A professor at Penn State for more than 20 years, in her 50s or 60s, was the 12th juror selected. She said she knew former Penn State President Graham Spanier and current Penn State President Rodney Erickson, who previously served as executive vice president and provost, but only on a professional basis through a university committee.
The first alternate juror is a 2007 Penn State graduate in her 30s, while the second alternate is a middle-aged married woman who does not have children and said she doesn’t pay much attention to the media.
The third alternate — a Penn State alumnus in his late 50s to early 60s who said he is a big Penn State Football fan — smiled at Sandusky as he walked into the courtroom.
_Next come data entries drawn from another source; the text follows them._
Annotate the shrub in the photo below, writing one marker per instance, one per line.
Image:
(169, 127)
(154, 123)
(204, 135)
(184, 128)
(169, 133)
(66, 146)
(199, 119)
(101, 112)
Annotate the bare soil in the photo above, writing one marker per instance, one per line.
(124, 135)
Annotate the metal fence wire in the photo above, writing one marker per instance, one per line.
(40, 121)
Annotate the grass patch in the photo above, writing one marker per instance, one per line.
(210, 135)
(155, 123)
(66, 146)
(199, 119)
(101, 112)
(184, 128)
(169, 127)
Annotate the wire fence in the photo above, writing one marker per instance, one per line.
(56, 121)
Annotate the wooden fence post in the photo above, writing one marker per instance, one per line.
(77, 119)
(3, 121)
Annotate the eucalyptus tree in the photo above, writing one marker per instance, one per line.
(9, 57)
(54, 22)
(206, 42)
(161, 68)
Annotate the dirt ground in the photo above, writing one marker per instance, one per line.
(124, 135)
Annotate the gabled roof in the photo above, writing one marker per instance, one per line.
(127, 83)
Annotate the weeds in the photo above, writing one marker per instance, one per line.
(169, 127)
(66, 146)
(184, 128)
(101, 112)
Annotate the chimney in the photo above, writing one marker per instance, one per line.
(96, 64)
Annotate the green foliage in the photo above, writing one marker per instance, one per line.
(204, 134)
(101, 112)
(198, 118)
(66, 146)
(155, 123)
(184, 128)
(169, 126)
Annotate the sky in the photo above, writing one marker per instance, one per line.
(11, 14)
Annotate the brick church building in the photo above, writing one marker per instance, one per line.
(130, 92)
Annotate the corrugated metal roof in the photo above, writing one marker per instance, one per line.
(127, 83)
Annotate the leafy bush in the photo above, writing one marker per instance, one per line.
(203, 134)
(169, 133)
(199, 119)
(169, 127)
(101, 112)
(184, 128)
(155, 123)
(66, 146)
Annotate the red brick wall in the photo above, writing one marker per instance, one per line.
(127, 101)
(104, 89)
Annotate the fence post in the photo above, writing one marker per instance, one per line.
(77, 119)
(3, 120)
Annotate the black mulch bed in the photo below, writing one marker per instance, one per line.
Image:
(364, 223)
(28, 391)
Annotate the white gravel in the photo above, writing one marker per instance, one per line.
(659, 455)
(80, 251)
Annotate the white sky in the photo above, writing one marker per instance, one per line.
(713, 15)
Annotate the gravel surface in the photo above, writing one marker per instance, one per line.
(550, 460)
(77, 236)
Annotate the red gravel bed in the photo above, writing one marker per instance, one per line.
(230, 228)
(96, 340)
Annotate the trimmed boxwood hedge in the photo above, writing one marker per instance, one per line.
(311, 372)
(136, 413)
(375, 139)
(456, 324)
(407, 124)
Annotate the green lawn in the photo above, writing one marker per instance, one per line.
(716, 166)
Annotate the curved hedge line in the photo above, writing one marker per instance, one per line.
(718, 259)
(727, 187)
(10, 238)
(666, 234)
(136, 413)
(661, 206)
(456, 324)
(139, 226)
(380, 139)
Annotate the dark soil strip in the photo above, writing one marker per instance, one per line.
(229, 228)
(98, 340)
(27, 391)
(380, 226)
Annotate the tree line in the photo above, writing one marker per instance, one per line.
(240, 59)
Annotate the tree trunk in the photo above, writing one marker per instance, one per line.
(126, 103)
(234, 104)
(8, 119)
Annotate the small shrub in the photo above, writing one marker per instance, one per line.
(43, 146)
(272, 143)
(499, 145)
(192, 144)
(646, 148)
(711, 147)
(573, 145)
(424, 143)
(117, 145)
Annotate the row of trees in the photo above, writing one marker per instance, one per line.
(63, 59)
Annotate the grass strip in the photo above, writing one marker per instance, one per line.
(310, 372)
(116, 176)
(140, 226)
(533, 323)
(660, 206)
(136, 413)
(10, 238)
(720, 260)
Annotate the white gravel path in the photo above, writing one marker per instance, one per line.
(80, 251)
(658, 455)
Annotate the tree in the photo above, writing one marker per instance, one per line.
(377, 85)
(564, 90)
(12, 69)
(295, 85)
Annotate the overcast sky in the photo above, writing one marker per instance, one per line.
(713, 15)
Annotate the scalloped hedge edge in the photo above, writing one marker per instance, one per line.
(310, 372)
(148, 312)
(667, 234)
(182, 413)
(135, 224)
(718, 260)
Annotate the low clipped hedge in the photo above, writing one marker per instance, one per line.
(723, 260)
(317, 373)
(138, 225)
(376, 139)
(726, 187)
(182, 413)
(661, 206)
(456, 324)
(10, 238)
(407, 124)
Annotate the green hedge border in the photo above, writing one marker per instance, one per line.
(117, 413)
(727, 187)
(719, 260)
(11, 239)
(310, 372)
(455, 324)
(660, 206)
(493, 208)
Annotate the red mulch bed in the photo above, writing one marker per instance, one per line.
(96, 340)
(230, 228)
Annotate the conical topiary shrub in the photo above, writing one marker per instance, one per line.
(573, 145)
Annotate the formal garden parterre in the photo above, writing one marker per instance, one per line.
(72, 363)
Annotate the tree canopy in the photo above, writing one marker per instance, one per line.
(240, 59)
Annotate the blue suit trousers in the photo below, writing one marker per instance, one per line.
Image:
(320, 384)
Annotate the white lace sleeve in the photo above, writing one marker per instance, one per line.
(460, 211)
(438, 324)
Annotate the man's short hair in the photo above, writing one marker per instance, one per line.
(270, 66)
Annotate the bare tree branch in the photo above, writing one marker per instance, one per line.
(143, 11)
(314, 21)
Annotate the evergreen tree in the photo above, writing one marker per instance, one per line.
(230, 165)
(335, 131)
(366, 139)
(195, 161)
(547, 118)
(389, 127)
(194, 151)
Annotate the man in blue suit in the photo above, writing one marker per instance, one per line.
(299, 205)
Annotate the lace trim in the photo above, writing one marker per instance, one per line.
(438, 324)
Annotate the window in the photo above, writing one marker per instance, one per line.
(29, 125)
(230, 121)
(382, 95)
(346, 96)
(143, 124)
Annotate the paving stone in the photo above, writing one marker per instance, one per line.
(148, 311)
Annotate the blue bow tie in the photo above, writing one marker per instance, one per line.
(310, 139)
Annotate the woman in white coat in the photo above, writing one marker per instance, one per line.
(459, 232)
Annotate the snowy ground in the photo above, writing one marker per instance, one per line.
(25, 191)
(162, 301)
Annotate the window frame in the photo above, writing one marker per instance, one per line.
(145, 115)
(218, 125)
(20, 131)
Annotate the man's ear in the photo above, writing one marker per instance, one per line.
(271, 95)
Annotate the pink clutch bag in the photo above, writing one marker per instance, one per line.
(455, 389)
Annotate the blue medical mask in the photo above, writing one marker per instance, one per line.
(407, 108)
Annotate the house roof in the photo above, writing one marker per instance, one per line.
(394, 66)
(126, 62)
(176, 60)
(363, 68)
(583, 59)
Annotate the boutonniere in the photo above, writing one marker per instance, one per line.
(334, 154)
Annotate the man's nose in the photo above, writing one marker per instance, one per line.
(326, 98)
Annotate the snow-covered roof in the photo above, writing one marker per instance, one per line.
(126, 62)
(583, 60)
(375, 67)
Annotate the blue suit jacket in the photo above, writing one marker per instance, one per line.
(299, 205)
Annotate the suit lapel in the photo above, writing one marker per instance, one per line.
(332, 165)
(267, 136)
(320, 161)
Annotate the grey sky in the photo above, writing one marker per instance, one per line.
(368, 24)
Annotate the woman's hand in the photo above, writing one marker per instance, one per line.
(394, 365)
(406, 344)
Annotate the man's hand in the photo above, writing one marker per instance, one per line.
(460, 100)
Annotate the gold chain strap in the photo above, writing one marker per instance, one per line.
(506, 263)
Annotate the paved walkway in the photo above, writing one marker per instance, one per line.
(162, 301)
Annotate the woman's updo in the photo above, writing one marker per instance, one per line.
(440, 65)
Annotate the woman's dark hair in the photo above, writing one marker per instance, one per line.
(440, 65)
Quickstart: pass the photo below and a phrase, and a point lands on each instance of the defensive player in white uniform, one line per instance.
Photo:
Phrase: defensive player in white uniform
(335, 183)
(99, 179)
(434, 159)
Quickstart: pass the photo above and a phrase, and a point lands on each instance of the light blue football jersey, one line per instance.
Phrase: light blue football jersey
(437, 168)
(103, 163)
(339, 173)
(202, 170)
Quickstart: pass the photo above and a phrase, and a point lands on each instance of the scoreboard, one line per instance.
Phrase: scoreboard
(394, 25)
His wife is the director if the Upward Bound program at Penn State, which helps get financially disadvantaged children into college. During a recess, Sandusky indicated that he wanted this man on the jury.
The final alternate juror has no connection to Penn State and returned to Centre County recently, now in her 60s, after leaving at age 19. She said she only gets one newspaper, adding, “I only believe about half of what I read in that one.”
Earlier, Amendola asked again for a continuance in the trial — questioning whether the gag order in the case was violated when Ben Andreozzi, the attorney representing the person referred to as “Victim 4” in court documents. Andreozzi told a news outlet about prosecutors’ plans to present “love letters” he said Sandusky sent to his client. Cleland denied the request, saying that he gave jurors strict instructions to avoid news reports.